Detroit Pistons: 5 Major Reasons They Are Stuck in Second Gear
The Bad Boys of Detroit are long gone.
The current team consists of emerging draft picks, free agent pieces, and aging veterans who will soon move on.
Watching this team night after night this season you will notice that they are competitive now.
They have shifted out of first gear since Tracy McGrady started playing the point and Rip went to the bench, but now they are stuck in 2nd.
Here are the Five biggest reasons they could be stuck there for a while.
No Intimidation in The Paint
Nothing to intimidate around the basket.
During Joe D's playing days Bill Lambier would knock his mom down if she tried to drive to the basket and John Salley would block the shot if it did go up.
If he missed the block Dennis Rodman would come down with the rebound and high step it to the other end.
15 years later Ben Wallace refused to give up any easy baskets and opponents knew it. Rasheed Wallace's length was intimidating because he could block anything and didn't mind committing tough fouls.
Today..not so much.
Greg Monroe is developing into a terrific rebounder at both ends, and committed a nice foul on Stoudemire last night to keep him from throwing one down.

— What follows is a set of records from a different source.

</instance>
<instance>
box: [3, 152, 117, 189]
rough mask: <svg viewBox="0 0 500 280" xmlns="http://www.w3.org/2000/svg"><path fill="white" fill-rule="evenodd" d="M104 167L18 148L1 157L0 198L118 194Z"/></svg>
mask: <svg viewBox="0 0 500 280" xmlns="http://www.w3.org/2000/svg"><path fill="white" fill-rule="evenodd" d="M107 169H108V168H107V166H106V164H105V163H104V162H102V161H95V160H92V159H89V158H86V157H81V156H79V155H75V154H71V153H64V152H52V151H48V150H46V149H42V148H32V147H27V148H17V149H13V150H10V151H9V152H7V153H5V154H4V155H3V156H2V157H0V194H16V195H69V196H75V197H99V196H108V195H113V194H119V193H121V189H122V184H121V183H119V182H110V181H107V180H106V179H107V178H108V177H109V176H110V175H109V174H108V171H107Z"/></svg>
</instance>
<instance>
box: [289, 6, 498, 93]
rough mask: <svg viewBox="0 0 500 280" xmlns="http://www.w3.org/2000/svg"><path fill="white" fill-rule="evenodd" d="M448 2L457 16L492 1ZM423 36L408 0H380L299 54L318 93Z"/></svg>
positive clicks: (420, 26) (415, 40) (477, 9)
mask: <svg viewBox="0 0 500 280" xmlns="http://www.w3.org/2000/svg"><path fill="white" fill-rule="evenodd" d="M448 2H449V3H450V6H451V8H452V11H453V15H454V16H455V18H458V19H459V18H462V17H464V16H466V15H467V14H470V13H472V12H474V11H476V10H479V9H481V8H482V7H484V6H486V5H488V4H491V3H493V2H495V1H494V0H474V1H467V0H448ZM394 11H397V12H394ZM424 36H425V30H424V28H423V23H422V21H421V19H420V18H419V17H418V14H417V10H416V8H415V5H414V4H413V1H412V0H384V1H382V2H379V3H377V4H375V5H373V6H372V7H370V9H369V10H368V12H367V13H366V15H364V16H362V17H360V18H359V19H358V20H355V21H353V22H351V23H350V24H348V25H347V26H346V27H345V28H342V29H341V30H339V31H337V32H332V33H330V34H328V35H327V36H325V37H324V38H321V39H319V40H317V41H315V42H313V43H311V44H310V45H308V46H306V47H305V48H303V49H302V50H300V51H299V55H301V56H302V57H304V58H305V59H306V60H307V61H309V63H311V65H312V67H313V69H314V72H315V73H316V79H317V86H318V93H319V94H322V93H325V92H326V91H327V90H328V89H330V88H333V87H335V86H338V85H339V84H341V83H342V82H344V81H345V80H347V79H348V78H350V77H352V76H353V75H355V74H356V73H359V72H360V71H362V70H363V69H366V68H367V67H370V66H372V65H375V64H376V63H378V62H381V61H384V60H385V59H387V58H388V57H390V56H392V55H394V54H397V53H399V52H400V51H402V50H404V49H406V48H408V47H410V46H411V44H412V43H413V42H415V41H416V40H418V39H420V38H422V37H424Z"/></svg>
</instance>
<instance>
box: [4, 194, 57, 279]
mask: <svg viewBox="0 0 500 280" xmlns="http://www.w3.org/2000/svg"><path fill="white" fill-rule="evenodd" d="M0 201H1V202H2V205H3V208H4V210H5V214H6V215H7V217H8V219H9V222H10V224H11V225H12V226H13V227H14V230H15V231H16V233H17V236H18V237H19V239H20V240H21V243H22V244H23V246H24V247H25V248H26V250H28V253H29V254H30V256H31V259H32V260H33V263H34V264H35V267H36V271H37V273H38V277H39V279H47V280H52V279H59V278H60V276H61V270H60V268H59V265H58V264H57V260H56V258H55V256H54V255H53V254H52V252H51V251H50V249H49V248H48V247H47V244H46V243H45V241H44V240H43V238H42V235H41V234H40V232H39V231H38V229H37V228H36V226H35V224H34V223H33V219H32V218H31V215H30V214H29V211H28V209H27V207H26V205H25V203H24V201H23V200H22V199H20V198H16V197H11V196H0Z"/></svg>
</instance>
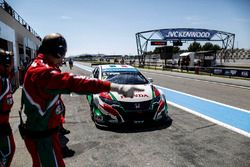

Unfortunately, it is a rare sight in 2011 Instead the Pistons are making bench players from every team in the league look like All-Star dunk champions without even contesting them.
On breakaways they just let the guy score for fear of committing a foul.
For True Blue Pistons fans, it's hard to watch.
No Idea How to Defend the Pick and Roll
You can go to any High School game in America and find teams running the good ole' pick-and-roll.
You would think that by the time guys make it to the NBA they would understand what that looks like and how to defend it.
Every night you will see Greg Monroe above the three point line chasing someone on a pick-and-roll switch, and what do you think is going on behind him?
That's right fans, a gaping hole, with a red carpet to the basket, because as we know there's nothing intimidating in there, especially when your "center" is guarding a Point Guard above the arc.
They actually look surprised when that guy passes the ball to a wide-open guy standing under the basket.
It seems like they try to have Monroe trap that guy, and then steal a pass going into the paint, but instead it puts them in a situation of running, a step behind each pass.
Sure, they each pat themselves on the chest and say "my bad" to their teammates, but how about us fans. Maybe we deserve an apology too.
This one has to fall on the coach too though.
It's no surprise that teams like the Spurs, Lakers, and Celtics defend the pick-and-roll very well, forcing teams to take more jumpers. Those teams are well-coached and preach defense.
They Don't Move Their Feet on Defense
The key to good defense starts with the feet. You have got to keep your knees bent and be willing to keep them bent as you move quickly to stay in front of your man.
This forces a pass or jump shot. If it's a jumper you can stay on your feet and contest the shot.
Don't foul, don't jump out of the building and give him an easy lay up, just contest the shot and percentages go down.
Charlie Villanueva seems content to go for reach-around steals instead, because it's so much less work than all that darned knee-bending.
He's not alone either. Austin Daye tries hard, but stands up too tall and when he figures that out... it's always too late.
The bright spot is Greg Monroe who is showing improvement in this area. Just last night against the Knicks he had Stoudemire driving to his left and would normally have fouled him.
This time he got his feet set as far left as he could and got tall to contest the shot without fouling him. The shot was missed and the Pistons grabbed the rebound.
The rest of the team, or their replacements, will need to work as hard as Monroe is to improve this part of their game if they are to get better.
They Stop Moving on Offense
At times the Pistons just get lazy on offense. They go long stretches where they come up the floor and try to post someone up but the other team defends it well.
Rather than set a pick, pass the ball, or run around to get open, they just stand there until the clock is almost up and take a terrible shot.
Usually, they have a hand in their face and heave up a shot that doesn't even get rim, leaving them walking back up the court.
This is a big reason their 8-point leads evaporate quicker than sweat on the floor.
The coach either needs to recognize that the guys are tired and get some energy off the bench, or guys just need to work harder to get a quality shot every time up the floor.
No Idea How to Finish
Despite their flaws on defense, they are able to bear down enough, and produce enough offense to remain competitive in games.
They are able to remain competitive just long enough to convince us they have a chance to win the game.
Then, the inexplicable unguarded guy in the lane gets a dunk, or we commit a ridiculous foul after playing 20 seconds of good defense, giving the other team two shots.
Then, the other team steps up their defensive pressure and closes the door.
This one is actually the least worrisome because they are young and Kuester is letting them get the necessary playing time. Eventually they will learn how to finish a little stronger.
Unfortunately, if they don't commit to playing great defense they will be floating around the last playoff spot for years to come.